My work is rooted in both contemporary art and performing arts and several installations have been co-produced with Teatr Weimar in Malmö. I often use
fictionalized situations and set-ups together with sound. Voice
and time are vital ingredients, as well as the situation at hand
and what you as visitor bring into it.
The stories told, fictional and documentary, are related to what
you see, but also the situation you find yourself in while listening.
Voice and vision, or lack of vision, are thus used to activate specific
perceptions and preconceptions.
Collaborative projects are an important part of my artistic practice
and I see them as temporary universities where new approaches and
activities can be tested and specific topics explored. In the two-year-project "Monument
for the Masses", for example, made in collaboration with Po
Hagström, narrative strategies as well as sampling and
recontextualization of already existing material were used on a
large scale. Here we took an existing proposal for a monument in
Estonia, altered it in substantial ways and presented our re-make
as a counter-monument. Our proposal was used as a point of departure
for mapping stories and rituals surrounding art in public space.
Rather than focusing on the values and virtues monuments are said
to symbolize, we explored the misunderstandings, conflicting relations
and stories associated with them. Another example is “To
Mushroom”, made in collaboration with Anna Högberg.
We produced a collection of maps that explored social systems and
different types of public spaces from an ecological perspective.
Concepts such as social capital, exclusion, and democracy were examined
– this in order to discuss more or less invisible social values
in relation to urban planning.
Together with the film maker and director Karin Wegsjö, I run Nu-institutet [The
Now Institute], which is an independent and non-profit culture
organization. We have among other things initiated collaborations and international exchange projects with artists and film makers in China, and made the short fiction film
"Happiness, a Five-Year Plan" together, which was shot in China
and Sweden.
In 2005 I started SQUIDproject.net together with the artist Katja
Aglert. "SQUID" is an ever-expanding, online archive
of texts written by cultural producers from different countries,
but also a framework for offline activities such as readings, artist
talks, screenings, etc. Between 2008 and 2013 Martijn
van Berkum [NL] was a third project manager.
Research
Since Jan 2018 I'm affiliated researcher with the Posthumanities Hub, and since 1 May, 2019 I'm also Research Engineer for the Hub at the Division of History of Science, Technology and Environment, KTH Royal Institute of Technology.

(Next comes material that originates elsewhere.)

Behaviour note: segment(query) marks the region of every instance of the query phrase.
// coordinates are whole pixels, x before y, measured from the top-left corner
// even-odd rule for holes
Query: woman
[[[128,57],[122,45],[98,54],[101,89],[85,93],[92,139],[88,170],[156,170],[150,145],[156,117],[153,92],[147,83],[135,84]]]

In my PhD Are You Ready for a Wet Live-In? Explorations into Listening (Lund University, 2017) I explored entangled issues such as multispecies relations, interspecies communication, and the intra-action of bodies, environs and technology. It focused on how sound and listening, in a visually dominated culture, could mediate new relationships with the more-than-human. I depart from the archival material of American neurophysiologist John C. Lilly, who in the 1950s and 1960s conducted controversial scientific experiments with dolphins, as well as on himself.
In my current work I explore and develop situated modes of storying and listening at particular sites and with special attention to soil (human-soil relations, multispecies soil communities, and soil care). My research is situated at the intersection of art, gardening, feminist materialist philosophy and the emerging field of environmental (post)humanities. Mixed methods from place-based, process oriented and participatory art, as well as sound art, are used in combination with non-representational theory and posthumanist methodologies that seeks to transform our way of thinking, storying, being in, and caring for the world.
Theatre
Since 1992 I have also made works for the stage.